February 20, 2016

"Multiple Testing and Adaptive Estimation via the Sorted L-One Norm" (Next Week at the Statistics Seminar)

Attention conservation notice: Only of interest if you (1) want to do high-dimensional regressions without claiming lots of discoveries which turn out to be false, and (2) will be in Pittsburgh on Monday.

"But Cosma", I hear you asking, "how can you be five talks into the spring seminar series without having had a single talk about false discovery rate control? Is the CMU department feeling quite itself?" I think you for your concern, and hope this will set your mind at ease:

Weijie Su, "Multiple Testing and Adaptive Estimation via the Sorted L-One Norm"
Abstract: In many real-world statistical problems, we observe a large number of potentially explanatory variables of which a majority may be irrelevant. For this type of problem, controlling the false discovery rate (FDR) guarantees that most of the discoveries are truly explanatory and thus replicable. In this talk, we propose a new method named SLOPE to control the FDR in sparse high-dimensional linear regression. This computationally efficient procedure works by regularizing the fitted coefficients according to their ranks: the higher the rank, the larger the penalty.

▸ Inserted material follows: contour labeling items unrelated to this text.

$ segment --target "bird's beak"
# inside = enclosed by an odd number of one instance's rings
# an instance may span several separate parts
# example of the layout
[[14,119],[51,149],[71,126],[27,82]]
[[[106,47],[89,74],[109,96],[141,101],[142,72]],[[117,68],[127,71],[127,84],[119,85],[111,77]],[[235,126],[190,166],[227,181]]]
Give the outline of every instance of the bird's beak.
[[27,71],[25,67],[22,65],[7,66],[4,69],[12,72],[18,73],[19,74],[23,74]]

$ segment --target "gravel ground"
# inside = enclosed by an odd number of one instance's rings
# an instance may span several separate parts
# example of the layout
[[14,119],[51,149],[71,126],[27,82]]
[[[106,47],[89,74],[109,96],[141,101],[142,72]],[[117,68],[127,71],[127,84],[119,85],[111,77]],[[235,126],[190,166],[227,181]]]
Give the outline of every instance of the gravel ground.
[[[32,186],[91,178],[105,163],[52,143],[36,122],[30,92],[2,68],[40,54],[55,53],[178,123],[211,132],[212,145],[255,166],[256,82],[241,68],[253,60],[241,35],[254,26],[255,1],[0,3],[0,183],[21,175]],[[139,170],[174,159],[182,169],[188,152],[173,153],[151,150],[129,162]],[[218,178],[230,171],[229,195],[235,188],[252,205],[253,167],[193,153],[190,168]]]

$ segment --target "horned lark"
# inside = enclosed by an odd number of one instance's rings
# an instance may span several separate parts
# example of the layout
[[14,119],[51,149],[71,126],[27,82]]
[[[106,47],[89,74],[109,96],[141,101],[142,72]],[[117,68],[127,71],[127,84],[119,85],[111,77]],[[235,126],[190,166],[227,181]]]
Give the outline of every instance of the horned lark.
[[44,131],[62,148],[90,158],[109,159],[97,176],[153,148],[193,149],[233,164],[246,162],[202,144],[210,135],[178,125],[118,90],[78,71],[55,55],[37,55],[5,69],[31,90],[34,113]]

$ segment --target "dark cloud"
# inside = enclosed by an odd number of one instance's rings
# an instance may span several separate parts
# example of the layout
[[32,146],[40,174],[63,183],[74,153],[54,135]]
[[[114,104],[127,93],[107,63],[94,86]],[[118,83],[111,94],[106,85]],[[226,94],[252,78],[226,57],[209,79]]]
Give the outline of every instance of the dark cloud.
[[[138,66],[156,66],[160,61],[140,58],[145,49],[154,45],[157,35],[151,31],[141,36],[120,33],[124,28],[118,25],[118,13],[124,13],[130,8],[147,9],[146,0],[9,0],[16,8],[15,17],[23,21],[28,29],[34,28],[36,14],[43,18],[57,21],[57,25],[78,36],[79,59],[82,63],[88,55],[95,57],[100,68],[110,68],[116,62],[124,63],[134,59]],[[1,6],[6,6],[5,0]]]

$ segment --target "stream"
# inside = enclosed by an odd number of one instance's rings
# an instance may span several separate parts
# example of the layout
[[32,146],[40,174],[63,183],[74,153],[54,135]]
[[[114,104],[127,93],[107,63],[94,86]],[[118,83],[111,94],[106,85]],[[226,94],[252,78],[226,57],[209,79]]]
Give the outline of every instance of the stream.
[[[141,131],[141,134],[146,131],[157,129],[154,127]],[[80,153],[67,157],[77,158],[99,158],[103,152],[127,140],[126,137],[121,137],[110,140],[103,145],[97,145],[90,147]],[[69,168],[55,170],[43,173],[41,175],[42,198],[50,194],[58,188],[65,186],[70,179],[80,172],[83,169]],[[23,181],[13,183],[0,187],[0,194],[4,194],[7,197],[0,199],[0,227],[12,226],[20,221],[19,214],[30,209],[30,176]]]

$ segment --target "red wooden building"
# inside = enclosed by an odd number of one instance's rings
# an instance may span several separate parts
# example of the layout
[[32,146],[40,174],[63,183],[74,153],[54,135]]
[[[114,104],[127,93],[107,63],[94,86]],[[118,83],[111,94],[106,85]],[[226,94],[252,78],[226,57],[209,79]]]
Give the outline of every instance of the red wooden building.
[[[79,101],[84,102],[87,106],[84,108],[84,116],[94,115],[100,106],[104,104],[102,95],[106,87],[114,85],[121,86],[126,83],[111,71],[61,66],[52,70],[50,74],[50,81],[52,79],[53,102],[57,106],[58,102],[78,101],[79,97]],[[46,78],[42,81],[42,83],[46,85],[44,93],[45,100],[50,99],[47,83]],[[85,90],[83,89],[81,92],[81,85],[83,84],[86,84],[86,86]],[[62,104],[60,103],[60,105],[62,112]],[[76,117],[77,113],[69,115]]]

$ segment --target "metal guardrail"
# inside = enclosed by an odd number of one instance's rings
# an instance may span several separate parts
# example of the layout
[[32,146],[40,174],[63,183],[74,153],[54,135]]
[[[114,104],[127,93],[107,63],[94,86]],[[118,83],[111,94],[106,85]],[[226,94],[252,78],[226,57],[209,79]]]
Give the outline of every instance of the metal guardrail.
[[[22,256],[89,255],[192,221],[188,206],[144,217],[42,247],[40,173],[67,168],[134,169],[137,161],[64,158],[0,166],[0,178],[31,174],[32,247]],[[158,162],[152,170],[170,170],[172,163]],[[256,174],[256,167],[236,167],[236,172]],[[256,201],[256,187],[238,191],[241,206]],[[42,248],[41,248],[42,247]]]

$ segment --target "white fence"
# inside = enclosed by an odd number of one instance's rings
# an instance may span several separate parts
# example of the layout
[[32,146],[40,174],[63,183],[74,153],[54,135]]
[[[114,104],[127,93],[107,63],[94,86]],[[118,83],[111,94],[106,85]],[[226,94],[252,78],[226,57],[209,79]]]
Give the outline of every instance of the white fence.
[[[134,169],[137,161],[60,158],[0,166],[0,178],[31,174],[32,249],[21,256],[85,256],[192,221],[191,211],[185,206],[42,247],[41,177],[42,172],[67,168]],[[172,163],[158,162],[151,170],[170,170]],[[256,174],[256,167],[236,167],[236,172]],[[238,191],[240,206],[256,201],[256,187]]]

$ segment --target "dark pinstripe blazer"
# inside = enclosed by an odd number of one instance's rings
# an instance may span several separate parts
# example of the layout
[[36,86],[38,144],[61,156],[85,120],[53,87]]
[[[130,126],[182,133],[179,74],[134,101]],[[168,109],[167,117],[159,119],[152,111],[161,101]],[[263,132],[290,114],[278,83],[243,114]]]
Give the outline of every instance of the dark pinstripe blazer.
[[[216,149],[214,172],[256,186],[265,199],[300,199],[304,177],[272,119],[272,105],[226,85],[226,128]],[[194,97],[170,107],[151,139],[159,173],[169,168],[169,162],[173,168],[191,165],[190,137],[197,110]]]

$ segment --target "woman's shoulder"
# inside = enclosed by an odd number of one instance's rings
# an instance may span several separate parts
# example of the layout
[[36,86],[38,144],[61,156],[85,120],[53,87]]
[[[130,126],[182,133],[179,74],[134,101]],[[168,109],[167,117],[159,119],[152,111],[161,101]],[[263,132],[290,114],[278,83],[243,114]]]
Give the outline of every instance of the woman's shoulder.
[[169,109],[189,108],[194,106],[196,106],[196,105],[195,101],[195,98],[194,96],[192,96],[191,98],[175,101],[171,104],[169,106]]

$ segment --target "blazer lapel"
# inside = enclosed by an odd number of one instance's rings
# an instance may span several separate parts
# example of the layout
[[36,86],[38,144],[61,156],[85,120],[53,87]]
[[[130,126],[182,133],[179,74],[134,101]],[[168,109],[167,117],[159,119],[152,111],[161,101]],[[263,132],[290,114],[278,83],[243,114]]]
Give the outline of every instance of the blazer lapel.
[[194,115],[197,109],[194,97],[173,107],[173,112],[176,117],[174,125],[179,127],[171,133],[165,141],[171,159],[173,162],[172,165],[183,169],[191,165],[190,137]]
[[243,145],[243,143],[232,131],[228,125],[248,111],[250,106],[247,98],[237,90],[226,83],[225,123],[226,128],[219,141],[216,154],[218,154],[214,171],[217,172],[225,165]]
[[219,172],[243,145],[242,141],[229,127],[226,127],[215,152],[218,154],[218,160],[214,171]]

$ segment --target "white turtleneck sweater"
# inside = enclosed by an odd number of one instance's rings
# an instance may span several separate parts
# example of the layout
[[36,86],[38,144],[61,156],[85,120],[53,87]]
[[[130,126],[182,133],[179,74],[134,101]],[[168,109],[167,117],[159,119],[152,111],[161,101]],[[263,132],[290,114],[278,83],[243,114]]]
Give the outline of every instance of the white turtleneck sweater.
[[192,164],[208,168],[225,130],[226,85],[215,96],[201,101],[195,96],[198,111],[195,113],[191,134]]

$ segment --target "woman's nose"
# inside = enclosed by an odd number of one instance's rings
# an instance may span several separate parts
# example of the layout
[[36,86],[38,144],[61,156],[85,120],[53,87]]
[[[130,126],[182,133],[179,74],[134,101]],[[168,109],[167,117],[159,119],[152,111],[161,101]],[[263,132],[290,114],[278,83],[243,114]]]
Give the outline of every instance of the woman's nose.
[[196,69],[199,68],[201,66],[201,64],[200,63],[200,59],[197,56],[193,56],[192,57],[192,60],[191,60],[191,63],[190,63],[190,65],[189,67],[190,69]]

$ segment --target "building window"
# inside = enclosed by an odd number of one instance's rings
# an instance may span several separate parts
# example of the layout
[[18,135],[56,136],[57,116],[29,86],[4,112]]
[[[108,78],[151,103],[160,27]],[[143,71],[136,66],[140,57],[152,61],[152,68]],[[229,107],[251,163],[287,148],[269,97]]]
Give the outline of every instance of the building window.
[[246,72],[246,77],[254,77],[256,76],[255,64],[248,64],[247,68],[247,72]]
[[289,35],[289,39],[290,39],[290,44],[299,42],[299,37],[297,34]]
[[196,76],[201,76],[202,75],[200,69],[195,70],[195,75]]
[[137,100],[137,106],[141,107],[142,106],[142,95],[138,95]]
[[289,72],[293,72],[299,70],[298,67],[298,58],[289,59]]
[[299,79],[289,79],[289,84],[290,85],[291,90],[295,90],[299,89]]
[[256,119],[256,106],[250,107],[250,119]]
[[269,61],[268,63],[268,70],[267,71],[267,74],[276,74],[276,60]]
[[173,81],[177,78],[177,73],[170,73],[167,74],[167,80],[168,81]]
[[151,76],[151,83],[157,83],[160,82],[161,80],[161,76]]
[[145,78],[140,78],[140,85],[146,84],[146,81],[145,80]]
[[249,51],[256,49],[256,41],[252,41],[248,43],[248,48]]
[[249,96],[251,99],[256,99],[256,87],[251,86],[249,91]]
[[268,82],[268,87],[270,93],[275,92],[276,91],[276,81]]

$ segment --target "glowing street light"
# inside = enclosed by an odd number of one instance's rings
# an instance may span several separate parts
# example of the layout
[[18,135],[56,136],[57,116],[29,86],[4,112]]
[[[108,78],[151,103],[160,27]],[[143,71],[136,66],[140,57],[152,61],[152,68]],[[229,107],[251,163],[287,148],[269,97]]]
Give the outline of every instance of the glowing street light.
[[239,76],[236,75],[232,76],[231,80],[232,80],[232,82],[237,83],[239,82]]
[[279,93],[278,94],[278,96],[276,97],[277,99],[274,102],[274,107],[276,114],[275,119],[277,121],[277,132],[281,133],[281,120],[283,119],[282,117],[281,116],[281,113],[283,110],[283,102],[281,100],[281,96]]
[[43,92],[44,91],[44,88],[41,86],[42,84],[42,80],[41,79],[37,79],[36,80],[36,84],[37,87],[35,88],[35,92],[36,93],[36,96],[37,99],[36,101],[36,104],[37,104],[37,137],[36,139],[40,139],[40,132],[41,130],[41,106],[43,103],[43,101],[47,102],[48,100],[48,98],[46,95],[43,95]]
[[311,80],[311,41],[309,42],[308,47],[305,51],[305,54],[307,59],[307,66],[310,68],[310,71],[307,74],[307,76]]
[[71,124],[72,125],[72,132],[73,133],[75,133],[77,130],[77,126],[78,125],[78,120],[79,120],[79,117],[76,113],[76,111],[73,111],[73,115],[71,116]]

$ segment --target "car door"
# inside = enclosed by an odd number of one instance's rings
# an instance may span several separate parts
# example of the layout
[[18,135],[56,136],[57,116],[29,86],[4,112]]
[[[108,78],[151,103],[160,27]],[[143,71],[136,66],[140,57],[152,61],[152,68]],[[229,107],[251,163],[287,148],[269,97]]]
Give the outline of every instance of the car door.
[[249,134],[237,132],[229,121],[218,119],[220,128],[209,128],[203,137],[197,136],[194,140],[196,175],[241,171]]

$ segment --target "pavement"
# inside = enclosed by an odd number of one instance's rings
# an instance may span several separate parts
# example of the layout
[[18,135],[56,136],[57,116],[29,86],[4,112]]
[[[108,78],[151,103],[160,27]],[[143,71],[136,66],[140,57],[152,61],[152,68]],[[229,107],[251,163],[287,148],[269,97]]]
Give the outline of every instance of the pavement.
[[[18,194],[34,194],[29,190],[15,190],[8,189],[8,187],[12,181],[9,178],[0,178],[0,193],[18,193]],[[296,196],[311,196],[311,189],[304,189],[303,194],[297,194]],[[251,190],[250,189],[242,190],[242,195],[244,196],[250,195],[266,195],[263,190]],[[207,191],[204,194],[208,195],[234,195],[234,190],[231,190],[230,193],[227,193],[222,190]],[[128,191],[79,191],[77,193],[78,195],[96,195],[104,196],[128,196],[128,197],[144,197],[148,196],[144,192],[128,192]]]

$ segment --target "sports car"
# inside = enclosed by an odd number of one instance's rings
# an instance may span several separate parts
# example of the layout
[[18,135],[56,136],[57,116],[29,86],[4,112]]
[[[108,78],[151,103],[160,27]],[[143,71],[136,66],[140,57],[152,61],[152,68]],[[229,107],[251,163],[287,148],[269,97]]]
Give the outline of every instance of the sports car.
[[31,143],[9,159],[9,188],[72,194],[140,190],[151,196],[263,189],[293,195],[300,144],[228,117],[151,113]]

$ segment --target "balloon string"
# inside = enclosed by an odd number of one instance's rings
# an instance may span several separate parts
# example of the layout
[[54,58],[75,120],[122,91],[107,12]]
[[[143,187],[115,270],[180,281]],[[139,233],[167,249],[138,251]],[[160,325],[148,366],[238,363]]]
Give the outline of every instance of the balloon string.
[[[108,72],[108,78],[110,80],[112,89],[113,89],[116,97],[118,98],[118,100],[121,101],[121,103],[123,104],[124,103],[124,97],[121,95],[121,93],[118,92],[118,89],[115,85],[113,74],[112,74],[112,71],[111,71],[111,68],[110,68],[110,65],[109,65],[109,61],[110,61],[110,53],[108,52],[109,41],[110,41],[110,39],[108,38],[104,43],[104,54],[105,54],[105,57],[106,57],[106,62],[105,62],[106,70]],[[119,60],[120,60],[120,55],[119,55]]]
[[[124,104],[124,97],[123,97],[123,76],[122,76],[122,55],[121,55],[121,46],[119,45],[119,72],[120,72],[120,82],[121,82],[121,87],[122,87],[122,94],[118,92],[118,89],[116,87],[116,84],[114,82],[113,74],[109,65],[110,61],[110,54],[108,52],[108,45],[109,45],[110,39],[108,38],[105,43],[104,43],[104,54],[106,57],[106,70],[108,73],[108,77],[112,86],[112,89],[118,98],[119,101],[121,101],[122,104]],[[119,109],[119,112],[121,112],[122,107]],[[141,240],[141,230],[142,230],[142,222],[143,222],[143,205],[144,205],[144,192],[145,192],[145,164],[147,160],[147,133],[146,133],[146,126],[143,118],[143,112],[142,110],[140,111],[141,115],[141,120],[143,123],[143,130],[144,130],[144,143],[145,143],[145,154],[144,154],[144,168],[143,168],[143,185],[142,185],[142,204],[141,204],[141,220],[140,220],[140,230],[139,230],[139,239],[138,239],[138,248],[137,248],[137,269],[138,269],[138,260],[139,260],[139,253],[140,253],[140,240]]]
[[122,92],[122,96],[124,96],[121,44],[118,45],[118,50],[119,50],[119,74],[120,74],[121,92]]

This is analogous to the Benjamini-Hochberg procedure, which compares more significant p-values with more stringent thresholds. Whenever the columns of the design matrix are not strongly correlated, we show empirically that SLOPE obtains FDR control at a reasonable level while offering substantial power.
Although SLOPE is developed from a multiple testing viewpoint, we show the surprising result that it achieves optimal squared errors under Gaussian random designs over a wide range of sparsity classes. An appealing feature is that SLOPE does not require any knowledge of the degree of sparsity. This adaptivitiy to unknown sparsity has to do with the FDR control, which strikes the right balance between bias and variance. The proof of this result presents several elements not found in the high-dimensional statistics literature.
Time and place: 4--5 pm on Monday, 22 February 2016, in Scaife Hall 125.

As always, the talk is free and open to the public.